Why we should keep our youth engaged with education

The Power of Travel

Author, Jamie Wansey (Owner / Founder of The Foundation of Student Horizons)

On my desk in my office sits this photograph. It puts a smile on my face.

The Covid-19 crisis and the associated catastrophic impact on Student Horizons (and the rest of the travel and tourism industry) and on our people has shaken my resolve at times over the last 6 months. It has shaken my steadfastness on the odd occasion to keep going.

This photo motivates me to persevere and to persist and to keep going. It kicks me into action. It boots out any self-pity creeping in. I remember how incredibly fortunate I am. It reminds me of the significant value one gains through travel. It affirms to me how important Student Horizons work is, that we have real purpose and we are making a difference in society. Fundamentally, I feel a sense of enormous gratitude to be serving in a field that has a social impact in the world. 

I landed in South Africa in 1996. I was eighteen. On reflection, it was a very special time in the history of the country with a great sense of hope in the air. The apartheid had only recently ended, and Nelson Mandela was of course President, the country’s first black head of state. 

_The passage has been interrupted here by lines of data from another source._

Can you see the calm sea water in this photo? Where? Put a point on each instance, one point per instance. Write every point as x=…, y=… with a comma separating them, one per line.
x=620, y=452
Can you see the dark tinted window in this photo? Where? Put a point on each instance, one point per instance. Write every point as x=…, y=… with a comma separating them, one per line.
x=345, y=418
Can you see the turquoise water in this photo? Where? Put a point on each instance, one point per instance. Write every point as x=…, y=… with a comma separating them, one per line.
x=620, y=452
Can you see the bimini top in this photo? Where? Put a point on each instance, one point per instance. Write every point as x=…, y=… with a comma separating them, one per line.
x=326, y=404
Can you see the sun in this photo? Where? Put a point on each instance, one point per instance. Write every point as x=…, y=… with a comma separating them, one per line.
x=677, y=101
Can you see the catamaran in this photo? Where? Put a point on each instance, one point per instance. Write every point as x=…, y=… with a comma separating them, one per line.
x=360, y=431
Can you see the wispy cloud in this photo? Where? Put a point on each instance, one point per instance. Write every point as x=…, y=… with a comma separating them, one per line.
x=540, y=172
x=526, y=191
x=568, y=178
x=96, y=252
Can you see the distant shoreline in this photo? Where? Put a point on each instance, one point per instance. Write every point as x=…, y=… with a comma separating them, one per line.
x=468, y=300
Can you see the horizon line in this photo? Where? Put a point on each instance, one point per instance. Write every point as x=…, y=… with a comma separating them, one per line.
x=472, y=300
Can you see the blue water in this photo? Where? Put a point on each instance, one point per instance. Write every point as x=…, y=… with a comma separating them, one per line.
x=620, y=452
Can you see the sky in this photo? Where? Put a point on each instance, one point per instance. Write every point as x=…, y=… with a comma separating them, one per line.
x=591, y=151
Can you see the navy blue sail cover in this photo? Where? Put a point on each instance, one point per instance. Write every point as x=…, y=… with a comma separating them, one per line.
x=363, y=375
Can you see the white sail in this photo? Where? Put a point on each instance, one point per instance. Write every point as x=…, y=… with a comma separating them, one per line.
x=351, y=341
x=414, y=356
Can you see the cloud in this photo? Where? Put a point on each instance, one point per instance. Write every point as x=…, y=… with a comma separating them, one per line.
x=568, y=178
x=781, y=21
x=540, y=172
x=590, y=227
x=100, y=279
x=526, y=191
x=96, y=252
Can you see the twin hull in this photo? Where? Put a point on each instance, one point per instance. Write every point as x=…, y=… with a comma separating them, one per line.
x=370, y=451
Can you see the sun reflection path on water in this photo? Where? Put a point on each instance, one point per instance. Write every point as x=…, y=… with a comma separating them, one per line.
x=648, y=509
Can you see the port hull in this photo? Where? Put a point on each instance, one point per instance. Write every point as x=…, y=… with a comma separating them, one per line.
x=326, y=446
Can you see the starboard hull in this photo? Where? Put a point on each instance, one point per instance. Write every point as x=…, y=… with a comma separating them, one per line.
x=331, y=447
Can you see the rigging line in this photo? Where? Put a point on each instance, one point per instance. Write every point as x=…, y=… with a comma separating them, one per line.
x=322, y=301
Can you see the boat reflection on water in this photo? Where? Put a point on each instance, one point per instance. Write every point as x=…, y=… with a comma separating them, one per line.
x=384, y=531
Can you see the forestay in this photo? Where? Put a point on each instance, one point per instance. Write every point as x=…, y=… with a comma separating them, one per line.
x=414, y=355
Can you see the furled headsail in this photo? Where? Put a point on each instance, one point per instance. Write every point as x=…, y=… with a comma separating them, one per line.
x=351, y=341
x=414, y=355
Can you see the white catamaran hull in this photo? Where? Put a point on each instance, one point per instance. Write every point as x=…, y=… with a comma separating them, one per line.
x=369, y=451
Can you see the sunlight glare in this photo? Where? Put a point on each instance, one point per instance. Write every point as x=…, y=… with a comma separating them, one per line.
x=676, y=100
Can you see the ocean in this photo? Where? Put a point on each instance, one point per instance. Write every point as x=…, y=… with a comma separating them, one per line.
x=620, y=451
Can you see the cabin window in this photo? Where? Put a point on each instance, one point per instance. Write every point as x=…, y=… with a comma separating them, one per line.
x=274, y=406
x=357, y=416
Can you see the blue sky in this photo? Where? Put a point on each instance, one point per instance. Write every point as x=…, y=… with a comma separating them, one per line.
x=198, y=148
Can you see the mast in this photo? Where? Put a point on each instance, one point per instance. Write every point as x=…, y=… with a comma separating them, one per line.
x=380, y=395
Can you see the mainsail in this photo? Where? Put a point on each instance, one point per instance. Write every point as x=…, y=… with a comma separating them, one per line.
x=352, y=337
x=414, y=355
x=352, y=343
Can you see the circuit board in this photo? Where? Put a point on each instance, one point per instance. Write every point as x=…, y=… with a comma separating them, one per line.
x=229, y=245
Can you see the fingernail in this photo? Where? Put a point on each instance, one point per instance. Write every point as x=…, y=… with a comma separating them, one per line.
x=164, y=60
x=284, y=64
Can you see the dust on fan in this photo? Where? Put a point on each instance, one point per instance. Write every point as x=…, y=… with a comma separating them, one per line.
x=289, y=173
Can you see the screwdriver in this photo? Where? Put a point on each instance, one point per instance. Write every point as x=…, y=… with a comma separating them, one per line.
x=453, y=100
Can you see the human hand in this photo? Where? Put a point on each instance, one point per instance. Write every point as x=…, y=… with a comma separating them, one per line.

I would work at two ‘placements’ during my time in South Africa. I would coach sport at a large independent school (St Johns College) in central Johannesburg and I would teach English at a rural African farm school near Tzaneen in the province of Northern Transvaal, subsequently renamed Limpopo. It goes without saying I absolutely loved both my placements, each one providing me with a raft of different “experiences for life”. 

The placements and the experiences I would have at each school could not have been more different from one another. They were the antithesis. The former exemplified white privilege and the latter, rural, poor subsistence living for the majority of black South Africans.

Jamie Wansey in Africa

In living and working in both environments for extended periods of time, I would be fortunate to gain some understanding of the white South African point of view (both English and Afrikaans) and then also some understanding of the black South African perspective. For these experiences and insights at a young age I will be forever grateful. Gaining a first-hand understanding of others and otherness in a different country helps to broaden one’s mind. It helps to instil balance on the judgement of others. It helps to dispel prejudices.

My travel experiences in Africa at age eighteen helped me to gain a more well-rounded impression of the challenges being experienced by both whites and blacks in South Africa at that time. I came away with a broader perspective on life in South Africa and what it meant to be black and white post-apartheid. I now understood the importance of seeing matters through different people’s lenses.

My work and travel in South Africa are to this day one of the best periods of my life. It set me on a projectory of adventure and exploration across the globe. It gave me the confidence to embrace life to the fullest and ultimately the confidence to establish an organisation with my wife, with a core purpose to deliver experiences for life to young people through travel.

Right now, I draw on the memories, experiences and learnings of my travels in South Africa as a young person, for motivation to rebuild Student Horizons out of this Covid crisis, into an even more purposeful organisation than it was before. Student Horizons is in business to help create better human beings. This is something we will never give up on. Travel will resume and will change the world again and Student Horizons will be there to facilitate and deliver.